A su vez, el 49,1% de los encuestados responsabiliza al Gobierno por la situación actual, en contraste con el 34,2% que apunta a la oposición y a la gestión anterior.
La tolerancia social al ajuste se convierte en un riesgo político
Un estudio de Giacobbe y Asociados examina el “umbral de tolerancia” económica del Gobierno y señala que el 41,9% de los encuestados ya no puede soportar más la situación económica actual. Un 15,1% afirma que aguanta solo seis meses, y un 8,2% que lo haría un año. Esto implica que más del 65% de los votantes podrían profundizar su descontento si la economía no muestra mejoras antes de las elecciones.
El informe también indica que el desgaste está afectando la percepción ideológica del oficialismo. Cuando se les preguntó sobre el “liberalismo”, muchos respondieron con palabras como “pobreza”, así como “corrupción” y “delincuentes”. El desafío no es solo mantener cierta estabilidad económica, sino también lograr que la recuperación llegue efectivamente a los hogares antes de los próximos comicios.

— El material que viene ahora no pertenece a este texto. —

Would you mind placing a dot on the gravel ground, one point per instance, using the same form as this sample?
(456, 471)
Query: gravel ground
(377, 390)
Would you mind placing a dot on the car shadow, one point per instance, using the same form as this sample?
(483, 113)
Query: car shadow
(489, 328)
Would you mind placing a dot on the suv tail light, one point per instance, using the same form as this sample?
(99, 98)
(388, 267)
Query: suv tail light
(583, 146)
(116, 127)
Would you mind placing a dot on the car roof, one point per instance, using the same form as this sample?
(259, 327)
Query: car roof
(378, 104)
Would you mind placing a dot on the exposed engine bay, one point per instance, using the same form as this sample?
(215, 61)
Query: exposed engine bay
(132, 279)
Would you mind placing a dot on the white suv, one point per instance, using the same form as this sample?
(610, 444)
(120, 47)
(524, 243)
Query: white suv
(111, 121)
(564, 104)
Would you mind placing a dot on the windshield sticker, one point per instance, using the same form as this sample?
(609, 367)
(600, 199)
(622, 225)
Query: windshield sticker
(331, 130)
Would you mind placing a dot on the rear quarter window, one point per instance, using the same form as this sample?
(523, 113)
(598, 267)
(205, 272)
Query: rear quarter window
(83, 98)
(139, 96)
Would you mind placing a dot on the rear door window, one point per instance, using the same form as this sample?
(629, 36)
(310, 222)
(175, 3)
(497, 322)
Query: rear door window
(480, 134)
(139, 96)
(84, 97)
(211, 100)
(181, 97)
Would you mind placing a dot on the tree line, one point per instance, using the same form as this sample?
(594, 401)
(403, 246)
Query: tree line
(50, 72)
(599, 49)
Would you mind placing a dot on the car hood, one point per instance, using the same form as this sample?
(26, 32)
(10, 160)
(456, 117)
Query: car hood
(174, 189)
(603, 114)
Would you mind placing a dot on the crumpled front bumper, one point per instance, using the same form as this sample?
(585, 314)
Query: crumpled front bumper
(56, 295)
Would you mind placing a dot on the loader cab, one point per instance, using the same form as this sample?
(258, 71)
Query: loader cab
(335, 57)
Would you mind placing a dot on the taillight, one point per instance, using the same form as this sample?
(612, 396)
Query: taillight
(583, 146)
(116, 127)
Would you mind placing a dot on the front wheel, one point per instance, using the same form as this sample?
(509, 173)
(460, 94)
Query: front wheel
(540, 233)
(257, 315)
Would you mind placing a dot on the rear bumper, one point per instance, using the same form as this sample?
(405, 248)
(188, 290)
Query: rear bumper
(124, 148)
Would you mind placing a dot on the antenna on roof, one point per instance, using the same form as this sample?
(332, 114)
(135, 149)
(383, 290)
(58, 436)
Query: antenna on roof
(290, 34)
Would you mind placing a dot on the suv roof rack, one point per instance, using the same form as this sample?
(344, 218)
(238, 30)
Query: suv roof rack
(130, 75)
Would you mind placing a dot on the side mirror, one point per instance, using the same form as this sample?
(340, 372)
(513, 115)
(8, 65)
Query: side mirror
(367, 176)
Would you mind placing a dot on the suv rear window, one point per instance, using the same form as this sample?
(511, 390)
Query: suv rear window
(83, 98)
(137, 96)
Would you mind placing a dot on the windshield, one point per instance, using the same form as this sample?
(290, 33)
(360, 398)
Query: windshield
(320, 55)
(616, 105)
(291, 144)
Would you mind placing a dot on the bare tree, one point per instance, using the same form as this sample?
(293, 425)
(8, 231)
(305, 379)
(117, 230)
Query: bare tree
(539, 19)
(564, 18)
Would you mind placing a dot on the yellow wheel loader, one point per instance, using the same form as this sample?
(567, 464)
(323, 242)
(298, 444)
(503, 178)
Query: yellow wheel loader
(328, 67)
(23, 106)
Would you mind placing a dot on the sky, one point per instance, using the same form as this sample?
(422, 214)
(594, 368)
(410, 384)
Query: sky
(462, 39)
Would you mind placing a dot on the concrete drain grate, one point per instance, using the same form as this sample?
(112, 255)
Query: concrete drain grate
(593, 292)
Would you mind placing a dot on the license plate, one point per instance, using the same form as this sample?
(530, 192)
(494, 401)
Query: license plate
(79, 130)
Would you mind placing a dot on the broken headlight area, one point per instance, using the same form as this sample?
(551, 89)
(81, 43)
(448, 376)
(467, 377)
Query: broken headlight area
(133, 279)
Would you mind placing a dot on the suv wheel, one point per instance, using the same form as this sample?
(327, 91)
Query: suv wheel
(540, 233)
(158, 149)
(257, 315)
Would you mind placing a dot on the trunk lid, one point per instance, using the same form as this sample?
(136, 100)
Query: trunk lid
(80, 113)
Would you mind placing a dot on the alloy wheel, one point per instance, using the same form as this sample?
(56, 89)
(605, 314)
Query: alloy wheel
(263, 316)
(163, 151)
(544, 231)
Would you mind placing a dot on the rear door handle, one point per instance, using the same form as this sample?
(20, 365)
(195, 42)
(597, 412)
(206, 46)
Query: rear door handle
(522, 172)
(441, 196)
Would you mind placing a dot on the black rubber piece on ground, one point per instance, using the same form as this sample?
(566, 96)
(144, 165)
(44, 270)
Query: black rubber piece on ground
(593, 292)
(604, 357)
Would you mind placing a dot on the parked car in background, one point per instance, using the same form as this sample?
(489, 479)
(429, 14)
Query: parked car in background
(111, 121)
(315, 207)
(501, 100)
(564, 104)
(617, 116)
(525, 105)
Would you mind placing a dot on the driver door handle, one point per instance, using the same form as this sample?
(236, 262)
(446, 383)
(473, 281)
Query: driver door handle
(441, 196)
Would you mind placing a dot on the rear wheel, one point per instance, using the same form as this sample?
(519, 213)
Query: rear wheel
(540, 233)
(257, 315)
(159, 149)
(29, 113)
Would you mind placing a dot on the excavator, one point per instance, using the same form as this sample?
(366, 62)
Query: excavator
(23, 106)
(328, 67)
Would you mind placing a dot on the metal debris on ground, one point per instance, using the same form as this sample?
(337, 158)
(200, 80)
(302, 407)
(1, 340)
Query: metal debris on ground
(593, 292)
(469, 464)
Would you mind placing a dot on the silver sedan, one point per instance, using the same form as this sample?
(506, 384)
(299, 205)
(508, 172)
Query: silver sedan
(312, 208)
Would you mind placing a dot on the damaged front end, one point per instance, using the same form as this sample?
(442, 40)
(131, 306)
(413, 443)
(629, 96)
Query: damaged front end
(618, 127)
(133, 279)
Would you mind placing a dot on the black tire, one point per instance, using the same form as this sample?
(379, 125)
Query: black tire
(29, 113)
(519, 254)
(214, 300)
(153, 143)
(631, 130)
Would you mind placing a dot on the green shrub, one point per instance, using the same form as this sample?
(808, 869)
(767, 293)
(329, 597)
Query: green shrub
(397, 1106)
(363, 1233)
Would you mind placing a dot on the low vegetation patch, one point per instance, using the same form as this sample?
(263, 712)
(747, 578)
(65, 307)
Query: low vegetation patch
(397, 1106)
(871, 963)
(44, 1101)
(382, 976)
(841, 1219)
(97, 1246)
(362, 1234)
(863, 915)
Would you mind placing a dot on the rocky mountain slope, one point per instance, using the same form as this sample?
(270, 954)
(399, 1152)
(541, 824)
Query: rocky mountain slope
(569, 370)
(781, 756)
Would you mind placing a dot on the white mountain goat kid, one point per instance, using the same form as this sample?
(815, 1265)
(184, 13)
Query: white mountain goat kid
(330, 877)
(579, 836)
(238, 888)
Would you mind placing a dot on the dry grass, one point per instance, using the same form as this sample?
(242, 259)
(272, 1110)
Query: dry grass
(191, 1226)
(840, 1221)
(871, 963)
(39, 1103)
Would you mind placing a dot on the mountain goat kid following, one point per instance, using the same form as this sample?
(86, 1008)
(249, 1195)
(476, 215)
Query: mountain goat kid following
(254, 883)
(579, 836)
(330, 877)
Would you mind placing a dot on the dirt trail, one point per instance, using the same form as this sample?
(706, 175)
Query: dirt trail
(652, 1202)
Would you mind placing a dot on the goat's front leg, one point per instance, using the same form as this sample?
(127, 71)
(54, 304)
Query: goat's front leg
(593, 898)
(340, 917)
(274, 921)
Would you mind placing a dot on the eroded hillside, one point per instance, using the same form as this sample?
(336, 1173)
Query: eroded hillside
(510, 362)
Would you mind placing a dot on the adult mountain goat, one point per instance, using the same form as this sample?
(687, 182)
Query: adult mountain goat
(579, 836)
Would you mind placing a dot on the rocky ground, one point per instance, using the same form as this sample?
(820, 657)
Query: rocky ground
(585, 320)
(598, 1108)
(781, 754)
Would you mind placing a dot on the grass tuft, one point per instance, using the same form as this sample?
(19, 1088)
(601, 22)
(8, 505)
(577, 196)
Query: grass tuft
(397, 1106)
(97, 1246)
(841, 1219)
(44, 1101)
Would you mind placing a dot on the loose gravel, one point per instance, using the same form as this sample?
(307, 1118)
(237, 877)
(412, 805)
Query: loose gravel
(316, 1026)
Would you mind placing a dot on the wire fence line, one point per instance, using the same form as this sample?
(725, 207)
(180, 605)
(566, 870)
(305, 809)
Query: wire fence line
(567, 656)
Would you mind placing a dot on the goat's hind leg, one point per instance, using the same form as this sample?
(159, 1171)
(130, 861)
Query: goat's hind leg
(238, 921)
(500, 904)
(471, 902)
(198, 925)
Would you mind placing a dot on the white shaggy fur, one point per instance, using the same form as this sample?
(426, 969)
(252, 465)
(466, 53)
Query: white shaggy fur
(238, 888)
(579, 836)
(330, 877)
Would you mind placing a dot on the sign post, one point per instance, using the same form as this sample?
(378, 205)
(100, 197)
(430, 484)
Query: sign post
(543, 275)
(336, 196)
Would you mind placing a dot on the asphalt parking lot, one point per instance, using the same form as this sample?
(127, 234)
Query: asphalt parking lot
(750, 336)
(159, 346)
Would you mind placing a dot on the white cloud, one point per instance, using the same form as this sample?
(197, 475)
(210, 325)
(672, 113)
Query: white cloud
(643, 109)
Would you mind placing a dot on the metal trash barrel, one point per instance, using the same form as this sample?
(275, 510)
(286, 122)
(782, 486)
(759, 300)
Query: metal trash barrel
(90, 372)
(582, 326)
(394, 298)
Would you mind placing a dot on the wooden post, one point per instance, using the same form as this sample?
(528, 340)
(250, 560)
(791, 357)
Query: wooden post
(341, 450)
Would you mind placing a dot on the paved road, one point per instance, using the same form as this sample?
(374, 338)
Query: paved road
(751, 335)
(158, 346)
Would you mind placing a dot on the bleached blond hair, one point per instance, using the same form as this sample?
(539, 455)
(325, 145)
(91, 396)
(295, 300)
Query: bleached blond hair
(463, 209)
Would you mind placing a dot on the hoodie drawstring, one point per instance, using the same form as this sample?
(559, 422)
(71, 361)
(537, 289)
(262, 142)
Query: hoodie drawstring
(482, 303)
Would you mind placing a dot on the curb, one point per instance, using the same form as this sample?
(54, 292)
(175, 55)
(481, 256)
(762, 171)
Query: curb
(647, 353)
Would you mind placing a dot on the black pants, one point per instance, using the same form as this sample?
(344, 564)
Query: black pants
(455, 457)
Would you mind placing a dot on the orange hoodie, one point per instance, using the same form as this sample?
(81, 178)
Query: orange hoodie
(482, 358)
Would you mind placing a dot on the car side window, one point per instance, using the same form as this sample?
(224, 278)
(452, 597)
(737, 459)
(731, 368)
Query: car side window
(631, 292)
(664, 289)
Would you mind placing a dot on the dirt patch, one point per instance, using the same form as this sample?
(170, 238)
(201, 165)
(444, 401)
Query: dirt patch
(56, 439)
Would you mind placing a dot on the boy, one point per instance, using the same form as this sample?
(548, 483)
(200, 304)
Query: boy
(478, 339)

Crece la desaprobación y aparecen dudas sobre la continuidad del oficialismo
Un relevamiento de Management & Fit confirma que el clima social y político está empeorando. El 51,6% prefiere un cambio de Gobierno en la próxima elección presidencial, mientras que solo el 14,8% apoya seguir con la misma dirección económica.
Incluso entre quienes todavía apoyan al oficialismo, hay condicionantes. Un 28% dice que votaría por el espacio libertario si se introducen cambios en ciertas políticas económicas. La desaprobación del Gobierno ha alcanzado un alarmante 54,3%, el nivel más alto desde el inicio de su gestión, y la imagen positiva de Milei cayó a 29,8%.
Además, las expectativas sobre el futuro se tornan negativas: solo el 33,9% cree que la economía mejorará. Mientras tanto, la inflación se reafirma como la principal preocupación nacional, y las dificultades para llegar a fin de mes son el problema cotidiano más mencionado. Según el informe, preocupaciones relacionadas con ingresos y finanzas abarcan el 77,1% de las angustias diarias de los argentinos.